Il committente è altresì responsabile quando l’utente si oppone al marketing
Avvalersi di responsabili affidabili, non è pertanto sufficiente a salvare il titolare del trattamento dalla sua responsabilità in vigilando; il committente campagne di marketing [titolare del trattamento] che ricorre a fornitori terzi, deve sempre diligentemente controllarne e verificarne adeguatamente l’operato, conservando traccia della verifica compiuta, in particolare quando l’attività comporti il coinvolgimento di soggetti terzi, in ragione della potenziale elusione delle norme di garanzia attraverso la ripartizione negoziale delle responsabilità; allo stesso modo, se l’utente esercita il suo legittimo diritto di opposizione al marketing, è il titolare del trattamento che ha il compito/dovere di assicurare che messaggi promozionali, effettuati per suo conto, non raggiungano più chi abbia revocato il consenso o abbia manifestato uno specifico rifiuto (cfr. anche provvedimento del 9 luglio 2020).
Attenzione dunque: quando si commissionano campagne di marketing, il titolare del trattamento deve sempre verificare correttamente ed adeguatamente la provenienza dei dati personali e la sussistenza dei requisiti richiesti dal GDPR affinchè il trattamento dei dati sia lecito, mantenendo traccia delle verifiche effettuate, pena pensanti sanzioni; così come anche accertarsi che chi si sia opposto a ricevere messaggi di marketing venga effettivamente cancellato dalla sua lista.
Il Garante ha anche sanzionato l’agenzia di marketing a cui la campagna era stata commissionata, la quale ha agito nel ruolo di responsabile del trattamento, precisando che: se ogni onere di controllo sull’attività del responsabile ricade sul titolare, è pur vero che il responsabile dal trattamento ha comunque un proprio specifico obbligo di eseguire correttamente le istruzioni ricevute dal titolare.
L'Autorità ha altresì richiamato il fornitore delle campagne di marketing, in maniera più generica, imponendogli di non utilizzare dati personali senza aver verificato in concreto la liceità dell’originaria acquisizione e di rispettare le istruzioni del titolare del trattamento.

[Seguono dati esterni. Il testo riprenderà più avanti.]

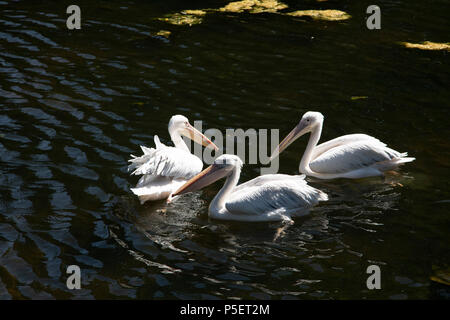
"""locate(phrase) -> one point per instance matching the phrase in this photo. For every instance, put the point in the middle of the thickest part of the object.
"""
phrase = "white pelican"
(350, 156)
(164, 168)
(271, 197)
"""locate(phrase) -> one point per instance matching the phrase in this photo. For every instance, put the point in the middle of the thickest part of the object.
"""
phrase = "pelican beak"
(296, 133)
(203, 179)
(198, 137)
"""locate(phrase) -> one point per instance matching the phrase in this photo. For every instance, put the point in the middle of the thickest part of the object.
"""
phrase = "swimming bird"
(272, 197)
(349, 156)
(165, 168)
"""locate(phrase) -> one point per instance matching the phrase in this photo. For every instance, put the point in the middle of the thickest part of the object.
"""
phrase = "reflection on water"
(74, 105)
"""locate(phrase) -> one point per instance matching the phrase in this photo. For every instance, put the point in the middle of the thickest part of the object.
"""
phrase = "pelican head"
(308, 123)
(181, 125)
(222, 167)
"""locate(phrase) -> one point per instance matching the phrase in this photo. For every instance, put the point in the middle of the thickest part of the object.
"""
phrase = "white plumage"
(164, 169)
(265, 198)
(350, 156)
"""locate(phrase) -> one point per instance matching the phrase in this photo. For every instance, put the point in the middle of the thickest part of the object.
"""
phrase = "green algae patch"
(427, 45)
(254, 6)
(327, 15)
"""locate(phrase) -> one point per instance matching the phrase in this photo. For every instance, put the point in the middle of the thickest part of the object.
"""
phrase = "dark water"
(75, 104)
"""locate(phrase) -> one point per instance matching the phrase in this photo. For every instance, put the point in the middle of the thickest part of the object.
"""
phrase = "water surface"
(75, 104)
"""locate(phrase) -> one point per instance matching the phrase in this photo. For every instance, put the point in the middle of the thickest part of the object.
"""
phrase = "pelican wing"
(272, 194)
(343, 140)
(165, 161)
(353, 156)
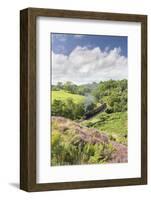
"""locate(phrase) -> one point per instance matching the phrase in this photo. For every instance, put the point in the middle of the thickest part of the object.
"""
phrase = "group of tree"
(111, 92)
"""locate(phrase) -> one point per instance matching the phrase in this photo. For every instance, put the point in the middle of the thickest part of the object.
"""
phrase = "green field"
(64, 95)
(114, 125)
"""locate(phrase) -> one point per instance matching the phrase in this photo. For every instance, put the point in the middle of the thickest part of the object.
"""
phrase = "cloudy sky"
(88, 58)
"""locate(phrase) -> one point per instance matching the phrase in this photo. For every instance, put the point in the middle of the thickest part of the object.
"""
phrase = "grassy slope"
(63, 95)
(114, 125)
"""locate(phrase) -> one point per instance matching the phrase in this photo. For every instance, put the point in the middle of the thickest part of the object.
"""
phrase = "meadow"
(99, 138)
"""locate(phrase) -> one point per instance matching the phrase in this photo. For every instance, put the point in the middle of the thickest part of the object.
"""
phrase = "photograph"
(89, 97)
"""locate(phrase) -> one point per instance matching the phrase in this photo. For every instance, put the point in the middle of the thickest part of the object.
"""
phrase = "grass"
(114, 125)
(64, 95)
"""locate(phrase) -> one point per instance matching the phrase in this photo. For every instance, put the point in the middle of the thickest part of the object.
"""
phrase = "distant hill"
(64, 95)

Infine, una sanzione è stata formulata nei confronti di una delle due società che, agendo quale intermediaria, aveva procurato da altri fornitori [list provider] le liste non verificate; la sanzione, in questo caso, è stata emessa per mancato riscontro alle richieste del Garante, reiterando un comportamento omissivo peraltro già oggetto di una precedente sanzione.